The other challenge was a user experience issue. In cases where there are dozens of people captured in the same image, without the attribute information appropriately indicated, we cannot tell which information is for which person. To solve this issue, we set up an information window on the right side of each person when tracking that person’s movement in order to improve the ease of user understanding.


Sparsh: As this is a complex, multi-tasking technology, there is a significant risk of the system going down. So I worked on research and development to enhance the robustness of this system. Specifically, we created multiple containers in the engine using open-source software Docker to design a system that can store tasks and techniques without mutually getting in the way of each other.

Even when there is a corrupted frame in the frame data itself, a processing-skipping function can keep the process running. Also, even if some cameras are intentionally removed, the system can continue operating without being affected. If the cameras are returned to their original positions, they can immediately get back to processing.

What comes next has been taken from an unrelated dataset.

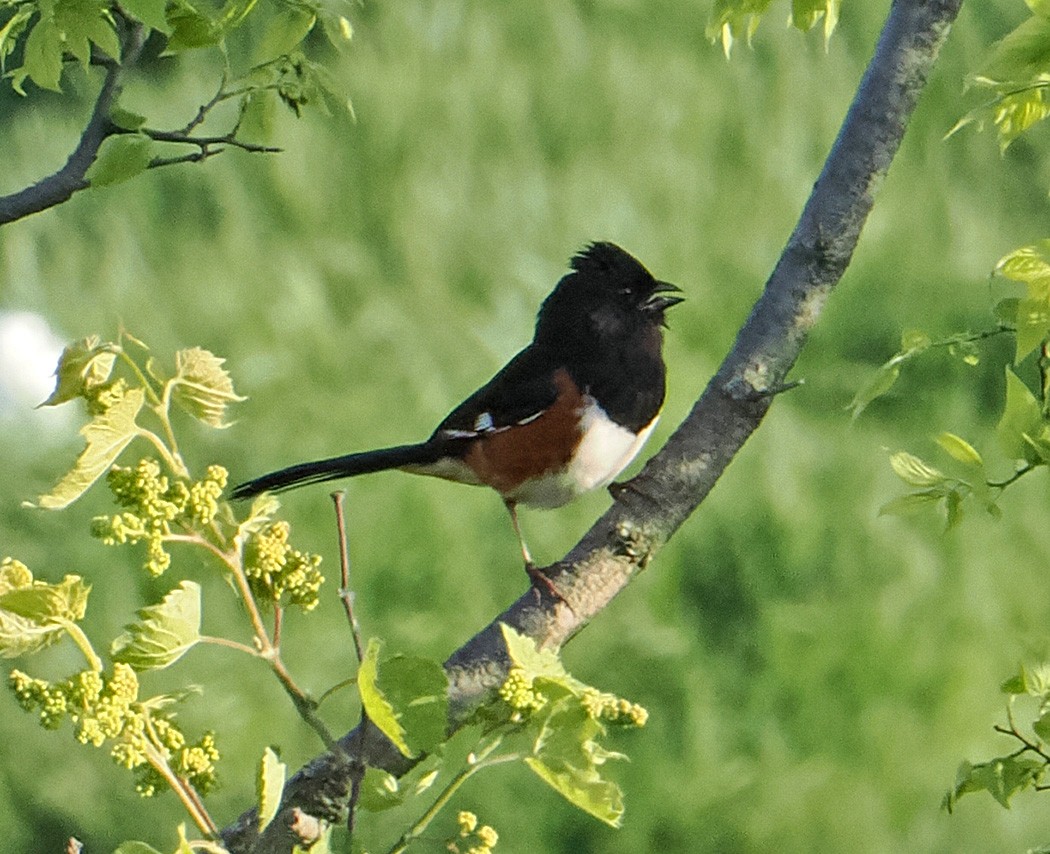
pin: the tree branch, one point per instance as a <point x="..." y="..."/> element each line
<point x="651" y="507"/>
<point x="60" y="186"/>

Eying the automation of computing resource distribution

― Tell us about the prospects of this technology.

Manmohan: While we have several visions, currently we are focusing on the implementation of elasticity. This means that the engine automatically determines the priority of multiple tasks and makes decisions on the optimal allocation and distribution of the computing resources. The target site for analysis is bound to have fluctuations in the number of people around and changes in necessary attributes depending on time. We are aiming to adapt to and support such conditions. We are also currently starting demonstration experiments.

The Future Creation Hub at the NEC Headquarters now has an environment ready where visitors can experience a demonstration of this technology. We hope to offer more opportunities to widely introduce this technology to people.

This technology uses a single engine to manage multiple tasks used for image analysis in order to efficiently perform the full range of processes from machine learning to analysis with reduced resources. As this enables high-accuracy, simultaneous handling of different image analysis technologies that were previously used independently, it is expected to contribute to the discovery of new insights by additionally taking into consideration the posture, behavior, relationship with the surrounding things and people, and other contextual matters.

  • The information posted on this page is the information at the time of publication.